O panamenho cosmopolita naturalizado mexicano faz oitenta anos hoje. Toda geração hispano-americana que ganhou o mundo com o chamado "realismo fantástico" a partir dos anos cincoenta foi fundamental em minha formação literária. Primeiro Borges e seus duplos labirintos me encantaram. Depois vieram muitos outros: Sarduy, Carpentier, Bioy Casares, Lezama Lima, Cabrera Infante, Paz, Juan Rulfo e o aniversariante Carlos Fuentes foi um deles. Com sua atmosfera insólita de lendas, sonhos e História o autor é tão realista que a complexidade do drama humano se despreende da razão e se torna puro fantasma, magia em seu estado mais bruto.
É provável que o equivocado termo realismo fantástico tenha encontrado aqui seu berço. Não simplifiquemos, senhor cavalheiro.

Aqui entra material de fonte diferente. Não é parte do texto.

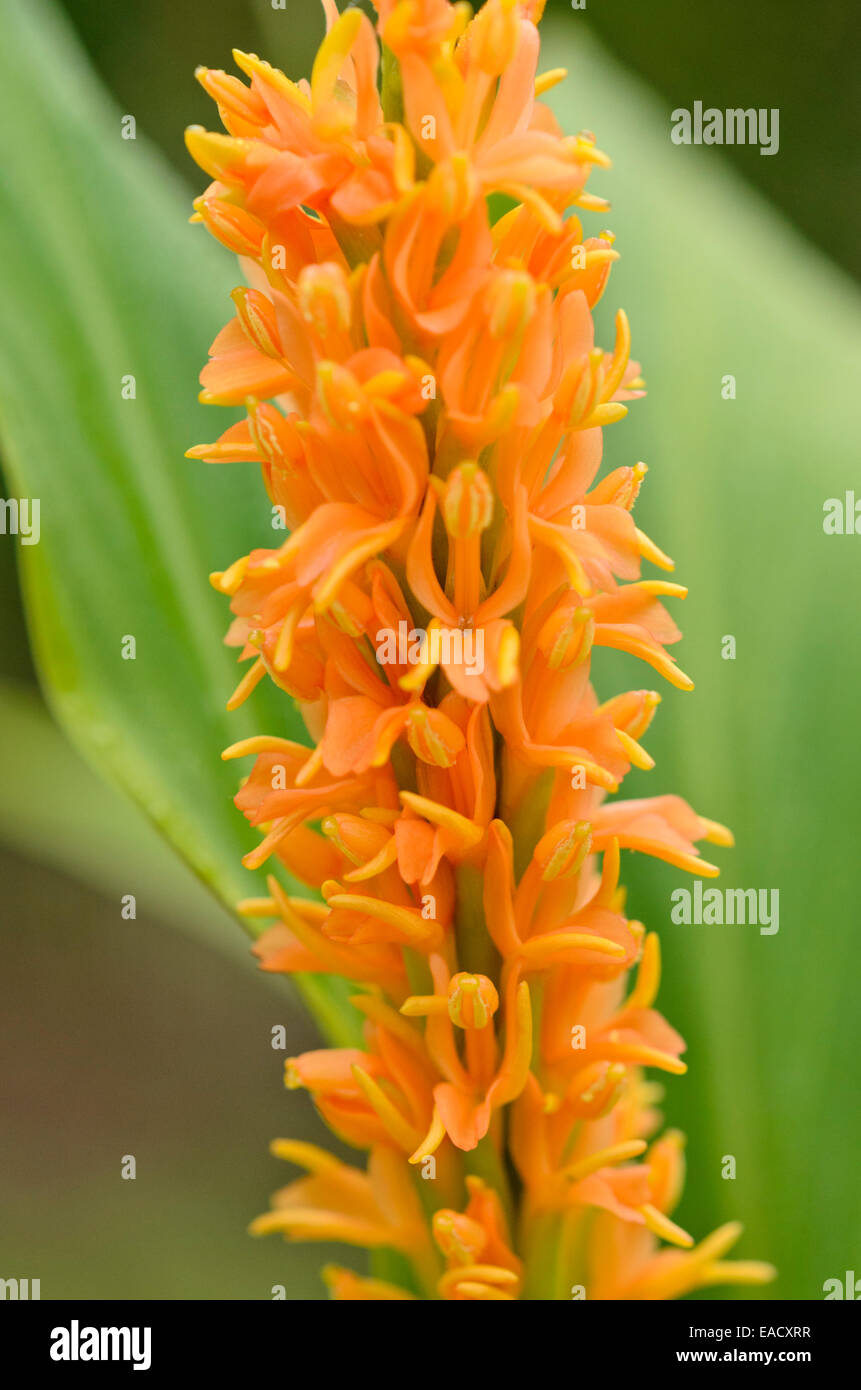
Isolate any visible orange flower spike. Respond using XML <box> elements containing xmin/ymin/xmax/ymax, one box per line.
<box><xmin>189</xmin><ymin>0</ymin><xmax>773</xmax><ymax>1302</ymax></box>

A árdua batalha de usurpadores é mera revelação do que não foi dito. Longos anos de preconceitos em nossa também longa história feita de silêncio, retórica e cumplicidades. Ao desvendar o novo mundo o escriba aciona o teatro da memória, da gente da selva e aos pés do senhor recusa a racionalidade do velho mundo. Sendo assim a América é mera miragem, fantasma arrastando seus grilhões, até porque a representação da realidade nada mais é que os cinco sentidos nos dando a única prova segura de nossa existência. Somente os sentidos podem nos dotar de identidade.
Entre a História e a ficção, a lenda. Sei que, depois de toda essa pretensa erudição, o senhor deve estar se perguntando quais as novidades em tudo isso. Por favor não me julgue com indulgência, não a mereço e a repasso para os humildes. Reconheço que trago notícias requentadas, mas não vamos brigar em dia tão nobre, já basta nossa guerra íntima. Quanto a mim, tenho cá com meus botões que não passo de um tolo pretensioso. Não creio poder sair por aí dizendo o que acho do que não conheço. Aliás, não perdi nada para ficar achando algo.
Fuentes furta cor e sempre o mesmo. Sempre o mesmo camaleão errante na temática obsessiva explorando os limites da linguagem. As sensações mais diretas são fundamentais nessa narrativa do corpo, dos sentidos. Não por acaso o erotismo ocupa lugar nobre no universo poético de Fuentes. Como bem observado por outro mexicano, em Fuentes e Bioy Casares os fantasmas não são menos reais que o corpo. Dessa maneira a identidade se dispersa e eu me despeço desejando um FELIZ CUMPLEAÑOS, GEORGE.